For most of the cases if a numerator had a value
greater than 14 it was only used once, however 75 occurs twice.
I decided to look into this a little further to figure out why this was.

In [None]:
ind1, ind2 = df_1.text[df_1.rating_numerator== 75].index.tolist()
num = 75
text1, text2 = df_1.text[ind1], df_1.text[ind2]
print(f'Index: {ind1}\nNumerator: {num}\n{text1} \n\nIndex: {ind2}\nNumerator: {num}\n{text2}')

By taking a closer look at these two tweets, I found two problems. The first is that the numerator is not 75, as it is listed in the df_1 dataset, its actually 10. The number 75 was misrepresented as the numerator in error when a rating of 9.75(a sneaky nod to the secret entrance of the Hogwarts Express on platform 9 and 3/4) was given to Logan and second, the indexed tweet #340 happens to be a duplicate of the indexed tweet #695 

In [None]:
df_1.tweet_id.duplicated().any()

Confirming what we already knew from the previous cell, there are duplicates in the **df_1** dataset that will need to be dropped.

In [None]:
df_2.tweet_id.duplicated().any()

In [None]:
images.tweet_id.duplicated().any()

Like the **df_1** dataset, duplicates were found in **df_2** as well. These duplicates will also need to be dropped. Luckily, no duplicates were found in the **images** dataset. 

In [None]:
df_1.rating_denominator.describe()

In [None]:
df_1.rating_denominator.value_counts().sort_index()

In [None]:
df_1.query('rating_denominator > 10').rating_denominator.count()

In [None]:
df_1.query('rating_denominator < 10').rating_denominator.count()

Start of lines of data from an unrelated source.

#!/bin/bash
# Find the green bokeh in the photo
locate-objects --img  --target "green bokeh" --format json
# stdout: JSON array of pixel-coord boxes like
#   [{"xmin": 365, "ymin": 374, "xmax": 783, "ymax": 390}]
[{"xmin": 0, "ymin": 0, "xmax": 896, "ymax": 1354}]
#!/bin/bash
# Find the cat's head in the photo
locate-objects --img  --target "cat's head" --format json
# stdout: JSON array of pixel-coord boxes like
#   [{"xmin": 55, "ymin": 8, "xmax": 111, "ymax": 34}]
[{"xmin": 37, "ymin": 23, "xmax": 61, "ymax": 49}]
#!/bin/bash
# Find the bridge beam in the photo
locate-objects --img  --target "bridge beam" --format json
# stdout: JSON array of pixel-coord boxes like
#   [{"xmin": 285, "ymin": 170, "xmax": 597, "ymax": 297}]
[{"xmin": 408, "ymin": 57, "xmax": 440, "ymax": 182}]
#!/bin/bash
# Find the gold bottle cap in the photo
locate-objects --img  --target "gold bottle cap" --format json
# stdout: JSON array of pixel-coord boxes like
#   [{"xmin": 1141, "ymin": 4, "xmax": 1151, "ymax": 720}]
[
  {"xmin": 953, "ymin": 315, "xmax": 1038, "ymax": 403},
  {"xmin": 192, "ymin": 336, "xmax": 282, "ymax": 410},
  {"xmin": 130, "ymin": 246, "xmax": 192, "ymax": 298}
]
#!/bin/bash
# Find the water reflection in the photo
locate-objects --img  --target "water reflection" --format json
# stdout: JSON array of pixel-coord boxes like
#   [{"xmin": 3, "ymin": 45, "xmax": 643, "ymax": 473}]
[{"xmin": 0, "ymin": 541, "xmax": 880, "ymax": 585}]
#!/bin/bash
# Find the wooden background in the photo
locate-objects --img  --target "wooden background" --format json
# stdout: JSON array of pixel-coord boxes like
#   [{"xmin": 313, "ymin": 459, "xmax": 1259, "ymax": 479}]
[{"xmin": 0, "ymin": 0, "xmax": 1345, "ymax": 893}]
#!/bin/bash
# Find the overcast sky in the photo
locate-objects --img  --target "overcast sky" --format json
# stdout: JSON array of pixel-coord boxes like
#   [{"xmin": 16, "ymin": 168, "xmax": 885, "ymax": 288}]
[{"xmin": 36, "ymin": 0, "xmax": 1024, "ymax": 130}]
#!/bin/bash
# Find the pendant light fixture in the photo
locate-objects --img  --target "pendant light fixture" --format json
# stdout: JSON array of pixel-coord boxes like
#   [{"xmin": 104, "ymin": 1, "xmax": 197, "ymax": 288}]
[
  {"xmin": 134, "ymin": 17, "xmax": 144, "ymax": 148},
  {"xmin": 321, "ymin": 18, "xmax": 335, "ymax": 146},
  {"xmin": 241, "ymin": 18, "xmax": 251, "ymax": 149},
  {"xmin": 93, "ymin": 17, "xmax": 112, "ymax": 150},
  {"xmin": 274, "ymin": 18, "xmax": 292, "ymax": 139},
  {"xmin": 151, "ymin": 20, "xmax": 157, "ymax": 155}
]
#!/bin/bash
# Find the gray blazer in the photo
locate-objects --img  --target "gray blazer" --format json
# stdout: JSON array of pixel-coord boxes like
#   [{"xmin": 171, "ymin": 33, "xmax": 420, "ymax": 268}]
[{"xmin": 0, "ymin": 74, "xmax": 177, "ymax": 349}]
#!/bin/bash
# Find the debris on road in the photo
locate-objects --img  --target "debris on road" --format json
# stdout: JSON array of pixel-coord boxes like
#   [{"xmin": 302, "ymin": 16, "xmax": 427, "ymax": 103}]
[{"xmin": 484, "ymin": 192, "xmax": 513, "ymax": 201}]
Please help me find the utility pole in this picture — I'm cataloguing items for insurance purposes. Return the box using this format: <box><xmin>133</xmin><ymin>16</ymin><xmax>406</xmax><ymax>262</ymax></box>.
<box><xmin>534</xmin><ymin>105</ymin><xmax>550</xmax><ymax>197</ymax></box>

2251 of the 2270 observations have a denominator of ten. I decided to look into this further to see if I could find out why this was. 
- 2 tweets have a denominator less than ten
- 17 tweets have denominators greater than ten. 


In [None]:
ind1, ind2 = df_1.text[df_1.rating_denominator < 10].index.tolist()
denom1, denom2 = df_1.rating_denominator[ind1], df_1.rating_denominator[ind2]
text1, text2 = df_1.text[ind1], df_1.text[ind2]
print(f'Index: {ind1}\nDenominator:{denom1}\n{text1} \n\nIndex: {ind2} \nDenominator:{denom2}\n{text2}')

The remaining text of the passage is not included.